The Invisible Life of Addie LaRue by V.E. Schwab

The Invisible Life of Addie LaRue is loved by my bookshop colleague, Imogen. Every year there will be one book that she falls particularly hard for – and this time it was Addie LaRue. Imogen has a really good sense for bookselling. Her previous years’ love The Starless Sea, we sold by the bucket-load because she was so invested in it. So, when she said Addie LaRue was the book of her year, I knew to give it a go.

At 541 pages this is the longest book I’ve read in years. I usually fall into the 300-350 page category – long books intimidate me and have to work a lot harder to appeal to me. However, Addie LaRue has a great premise that intrigued me.

In 18th century France, young woman Addie makes a deal with a dark god to escape her arranged marriage. She wants to be free, to have more time. And so the dark god grants her wish – immortality gives her endless time, but it comes with a catch. She will not age, she will never leave a mark on the world and she will never be remembered. When she has had enough, her soul will be his.
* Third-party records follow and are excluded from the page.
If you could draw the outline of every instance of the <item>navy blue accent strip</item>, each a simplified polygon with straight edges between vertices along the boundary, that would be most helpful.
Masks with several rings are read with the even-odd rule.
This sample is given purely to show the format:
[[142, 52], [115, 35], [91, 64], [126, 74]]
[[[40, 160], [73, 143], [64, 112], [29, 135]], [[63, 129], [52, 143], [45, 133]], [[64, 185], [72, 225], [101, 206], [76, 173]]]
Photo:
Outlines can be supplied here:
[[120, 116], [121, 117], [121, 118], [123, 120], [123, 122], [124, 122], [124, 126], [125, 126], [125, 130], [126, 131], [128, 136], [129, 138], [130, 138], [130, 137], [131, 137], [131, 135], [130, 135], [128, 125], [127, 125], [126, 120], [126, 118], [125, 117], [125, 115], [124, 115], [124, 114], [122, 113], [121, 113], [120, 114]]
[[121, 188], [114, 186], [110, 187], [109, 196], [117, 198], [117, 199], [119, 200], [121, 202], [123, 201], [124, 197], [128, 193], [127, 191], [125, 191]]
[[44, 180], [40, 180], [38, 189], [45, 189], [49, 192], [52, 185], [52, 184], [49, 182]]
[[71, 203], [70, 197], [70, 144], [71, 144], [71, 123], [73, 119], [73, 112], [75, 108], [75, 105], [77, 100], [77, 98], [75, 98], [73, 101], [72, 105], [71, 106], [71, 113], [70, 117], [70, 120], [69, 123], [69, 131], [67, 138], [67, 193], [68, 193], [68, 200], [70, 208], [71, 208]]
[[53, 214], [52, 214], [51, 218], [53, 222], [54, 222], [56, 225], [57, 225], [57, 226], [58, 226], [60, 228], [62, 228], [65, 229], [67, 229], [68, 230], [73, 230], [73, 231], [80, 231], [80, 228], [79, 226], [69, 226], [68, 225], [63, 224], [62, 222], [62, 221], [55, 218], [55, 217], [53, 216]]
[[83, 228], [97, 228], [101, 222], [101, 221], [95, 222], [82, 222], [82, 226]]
And so begins a life of 300 years of essentially being a ghost. No one remembers Addie – no sooner do they turn their back, or walk out of a room, she is a stranger to them. She is never captured on film, always a blur, her attempts to write are erased and her name catches in her throat. Addie is always on the run, and always forgotten. The dark god visits her every year, goading her to crumble and give up her soul. In her lonely life he becomes her only constant and they enter a twisted love-hate relationship.

Everything changes one day in 2014, in a New York bookshop, when Henry Strauss remembers Addie LaRue.

The story is one of love, loss, belonging, and trying to outwit the gods. It sits perfectly on the human side of fantasy to have a really broad appeal. I don’t tend to read full-blown fantasy, but I do read magical realism and I loved this book. It held my attention consistently, and the last thirty pages had me welling up a number of times.

If you’re on the fence about books with gods and fantasy I’d urge you to give this a try. It has the ‘I wouldn’t normally read this, but I loved it!’ effect on a lot of people we have recommended it to in the bookshop.

 

Content note

V.E. Schwab has a large teen/YA audience, but I would note that there are sex scenes, which are by no means graphic, but frequent enough that I would recommended from late 14/15 upwards.

There are some positive LGBT threads with gay and bisexual characters.